Keywords:
Contrast agents, Genital / Reproductive system female, Veins / Vena cava, Fluoroscopy, Contrast agent-other, Health policy and practice, Hysterosalpingography, Education and training, Obstruction / Occlusion, Quality assurance
DOI:
10.26044/ranzcr2022/R-0089
Methods and materials
Intravasation on HSG is defined by the flow of injected contrast from the uterine cavity into adjacent myometrial vessels (usually the veins).[1] Intravasation events can affect safe usage of contrast mediums in HSGs and have implications on periprocedural symptoms for patients. Additionally, severe intravasation can cause an image artefact, obscuring tubal filling and affecting the diagnostic quality of HSGs.[2]
A novel classification system has been proposed in 2013 to grade intravasation severity based on regional spread; however, no standardized grading prevails in everyday clinical practice.[3]
Reported prevalence ranges from 0.4% to 13%, with higher rates reported in oil-soluble contrast medium (OSCM) compared with water-soluble contrast medium (WSCM).[4] Recent evidence of OSCM’s fertility-enhancing benefits has prompted rapid clinical uptake by fertility specialists throughout the world.[5] This growing interest in utilising OSCMs in HSGs may have implications for patient safety given intravasation has been reported to cause embolisms.[6] In recent literature, serious consequences such as cerebral and retinal embolisms have resulted from oil intravasation in patients undergoing HSGs for infertility.
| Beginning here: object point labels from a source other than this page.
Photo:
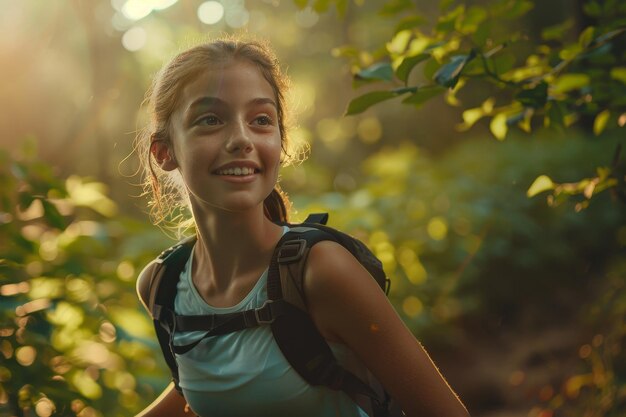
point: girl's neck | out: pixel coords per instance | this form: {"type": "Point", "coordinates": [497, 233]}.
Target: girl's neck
{"type": "Point", "coordinates": [233, 245]}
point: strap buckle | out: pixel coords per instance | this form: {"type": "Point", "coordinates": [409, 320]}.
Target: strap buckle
{"type": "Point", "coordinates": [266, 311]}
{"type": "Point", "coordinates": [291, 251]}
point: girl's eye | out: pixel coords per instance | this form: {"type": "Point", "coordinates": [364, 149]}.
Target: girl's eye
{"type": "Point", "coordinates": [263, 120]}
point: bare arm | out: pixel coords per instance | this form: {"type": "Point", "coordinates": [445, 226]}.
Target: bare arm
{"type": "Point", "coordinates": [170, 403]}
{"type": "Point", "coordinates": [348, 306]}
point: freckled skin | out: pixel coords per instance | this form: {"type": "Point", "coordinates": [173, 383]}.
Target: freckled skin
{"type": "Point", "coordinates": [225, 115]}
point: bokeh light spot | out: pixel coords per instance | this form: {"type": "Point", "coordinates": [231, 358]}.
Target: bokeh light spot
{"type": "Point", "coordinates": [44, 407]}
{"type": "Point", "coordinates": [412, 306]}
{"type": "Point", "coordinates": [437, 228]}
{"type": "Point", "coordinates": [136, 9]}
{"type": "Point", "coordinates": [210, 12]}
{"type": "Point", "coordinates": [237, 18]}
{"type": "Point", "coordinates": [125, 271]}
{"type": "Point", "coordinates": [307, 18]}
{"type": "Point", "coordinates": [26, 355]}
{"type": "Point", "coordinates": [369, 130]}
{"type": "Point", "coordinates": [134, 38]}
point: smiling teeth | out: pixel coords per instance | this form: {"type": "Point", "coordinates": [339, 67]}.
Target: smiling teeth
{"type": "Point", "coordinates": [236, 171]}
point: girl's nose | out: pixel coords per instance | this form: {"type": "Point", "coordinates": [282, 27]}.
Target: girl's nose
{"type": "Point", "coordinates": [239, 139]}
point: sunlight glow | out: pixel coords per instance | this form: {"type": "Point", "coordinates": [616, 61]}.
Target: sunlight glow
{"type": "Point", "coordinates": [138, 9]}
{"type": "Point", "coordinates": [237, 18]}
{"type": "Point", "coordinates": [210, 12]}
{"type": "Point", "coordinates": [307, 18]}
{"type": "Point", "coordinates": [134, 39]}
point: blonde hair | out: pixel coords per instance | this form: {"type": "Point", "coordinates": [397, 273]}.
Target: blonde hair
{"type": "Point", "coordinates": [168, 201]}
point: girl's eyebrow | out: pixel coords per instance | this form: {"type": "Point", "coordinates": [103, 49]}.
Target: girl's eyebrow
{"type": "Point", "coordinates": [210, 101]}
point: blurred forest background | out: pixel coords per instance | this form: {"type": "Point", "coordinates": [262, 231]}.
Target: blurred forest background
{"type": "Point", "coordinates": [480, 158]}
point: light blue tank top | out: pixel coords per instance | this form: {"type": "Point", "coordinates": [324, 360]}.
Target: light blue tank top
{"type": "Point", "coordinates": [244, 373]}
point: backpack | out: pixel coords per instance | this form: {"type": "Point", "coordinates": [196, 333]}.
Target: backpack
{"type": "Point", "coordinates": [284, 311]}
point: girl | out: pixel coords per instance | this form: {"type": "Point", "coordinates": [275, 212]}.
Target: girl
{"type": "Point", "coordinates": [218, 139]}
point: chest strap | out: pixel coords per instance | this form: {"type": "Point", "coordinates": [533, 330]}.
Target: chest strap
{"type": "Point", "coordinates": [216, 324]}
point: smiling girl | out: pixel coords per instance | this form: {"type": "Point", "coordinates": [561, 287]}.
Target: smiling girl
{"type": "Point", "coordinates": [216, 142]}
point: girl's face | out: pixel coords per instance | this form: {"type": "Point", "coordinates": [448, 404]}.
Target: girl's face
{"type": "Point", "coordinates": [225, 138]}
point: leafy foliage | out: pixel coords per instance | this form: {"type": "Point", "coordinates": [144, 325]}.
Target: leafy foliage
{"type": "Point", "coordinates": [468, 252]}
{"type": "Point", "coordinates": [72, 338]}
{"type": "Point", "coordinates": [521, 81]}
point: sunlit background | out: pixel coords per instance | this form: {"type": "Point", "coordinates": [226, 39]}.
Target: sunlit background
{"type": "Point", "coordinates": [519, 303]}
However, adverse events are poorly recorded across studies.[7] This instigates an increased concern towards intravasation risk and warrants further research to understand intravasation and its associated sequelae.
A two-year retrospective analysis of HSGs was conducted in a community general hospital in Perth, Western Australia from March 2020 to March 2022. This period was selected accordingly with the emergence of intravasation awareness in regional obstetric and gynaecological imaging specialists. 315 HSGs were performed in this period; these were retrieved from the Picture Archiving and Communication Systems (PACS) and reviewed by researchers independently to determine intravasation rate, cannulation success and proportion of definitive results.
Definitive results were defined by peritoneal spillage in ≥ 1 fallopian tube or characteristic findings of tubal occlusion. Non-definitive results included studies with unsuccessful cannulation, obscured tubal spillage due to intravasation artefact, and poor visualisation of fallopian tubes with overall inconclusive tubal spillage.
A blinded method was utilized to verify the presence and grade of intravasation in captured HSG still images. Grading was determined in accordance with the classification system proposed in 2013 in which the severity was attributable to anatomical landmarks; grade 1 being confined to the myometrium, grade 2 to the parametrium and grade 3 to the para-iliac region.
All interpretations were matched across researchers to ensure concordance prior to analysis.[3] Results were subsequently compared with reported intravasation to assess for discrepancies and under-reporting.